Poésie

A L’AUTRE BOUT, IBO

Ethiopiques n° 42

Revue trimestrielle de culture négro-africaine

3e trimestre 1985 volume III n°3

 

Qu’est-ce donc que l’indifférence aux mots ?

la sensibilité qui ne serait pas de sable ou d’un Sahel

de quintessence poétique dans la parole usée

Dans le Verbe échouant à rompre les ferrements

Car, en vérité en vérité je vous le dis :

Il n’y a pas de mots surréalistes

Il y a la vie désarticulée qui rend aux frontières nigérianes un son mat de corps mou

Il y a le fracassement et le jacassement des balles traçantes de la

négritude tout inattendûment gisante dans son sang ashanti ni plus ni

moins rouge – à peine, à peine – ni plus ni moins DAN HOMEY

que la

latérite à l’aube des barrières entrevues,

Il y a le jacassement et le caquètement des poules frileuses portant,

belle audace, toast à la chute des monarques mais ils n’auront jamais

régné qu’autour d’un verre de gin épandu en brèves notes de balafong.

Parlons-en, ma chère !

Suffit-il de lever la plume comme un impôt de solidarité ?

La supercherie ne vient jamais du cœur.

Les mots ne se laissent pas prendre en laisse.

Ils sont de vieux bergers peuls ils sont ashantis comme de braves

paysans qu’ils sont

Ils sont ibos comme ces amples commerçants qui circulent et qui

parlent et discutent

Regardez comme ils s’écrasent aux barbelés ces mots volés à la

négritude.

Car si même il ne s’agit pas de tombe de cimetières et de rituels

Ce ne peut non plus être ni du soleil ni de la liberté pour eux

mais d’images ramassées parmi les algues mortes qui festonnent une caraïbe lasse.

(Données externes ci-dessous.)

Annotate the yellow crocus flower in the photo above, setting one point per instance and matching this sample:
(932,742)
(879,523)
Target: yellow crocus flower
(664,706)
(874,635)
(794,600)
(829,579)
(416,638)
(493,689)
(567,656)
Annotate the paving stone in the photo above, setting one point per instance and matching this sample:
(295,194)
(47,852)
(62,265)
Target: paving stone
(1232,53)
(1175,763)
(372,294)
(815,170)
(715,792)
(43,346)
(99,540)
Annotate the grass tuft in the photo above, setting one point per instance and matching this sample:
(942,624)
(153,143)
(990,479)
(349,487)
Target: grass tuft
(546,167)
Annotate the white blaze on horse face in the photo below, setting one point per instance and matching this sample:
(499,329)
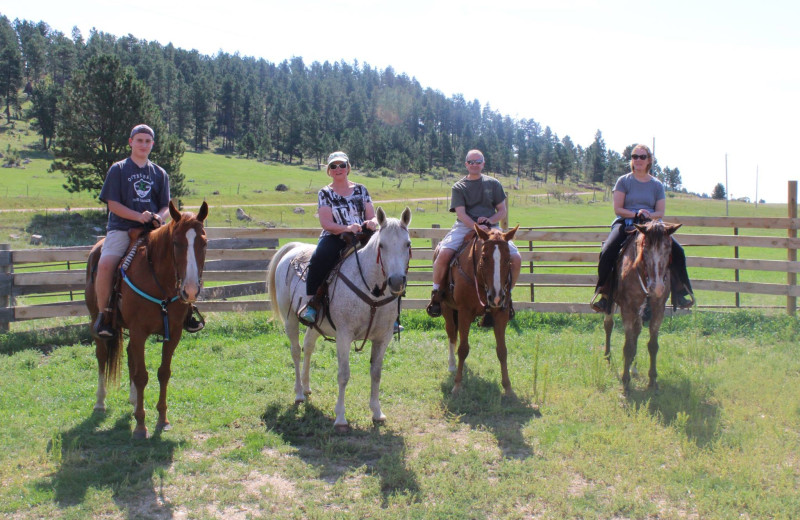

Il est vrai que personne ne nous a jamais rien demandé

Que c’est pour nous que nous avons eu besoin de recompter nos gènes

de jauger notre mémoire et qu’au tond nous n’avons pas cessé de nous

inventer une histoire de traite

de nous investir de mots hirsutes comme des nègres marrons.

Admettons une fois pour toutes que nous ne descendons plus de personne

aucune traite aucune vente aucune cueilleuse de coton ou de sucre ou

de coraux ou de latex aucun massacre d’indiens aucun souvenir non plus

aucun négro spiritual aucun gospel aucun SOWETO ne pourra

jamais abolir

l’espace d’une famine la charge forcenée des camions hurlants et le

galop de cent mille pur sangs mêlés hier ibos et ce soir ashantis

les rêves n’ont plus désormais la même couleur dans l’anéantissement

et l’apocalypse.

Ah !calebasse bien creuse

bien fêlée et frileuse

Attache autour de tes reins ce pagne de sable tissé du désert nouveau

Et va danser pour IBNET le tématè de la récolte de riz de la récolte

de rire

A t’autre bout, Ibo, on en dénombre déjà cent douze mille.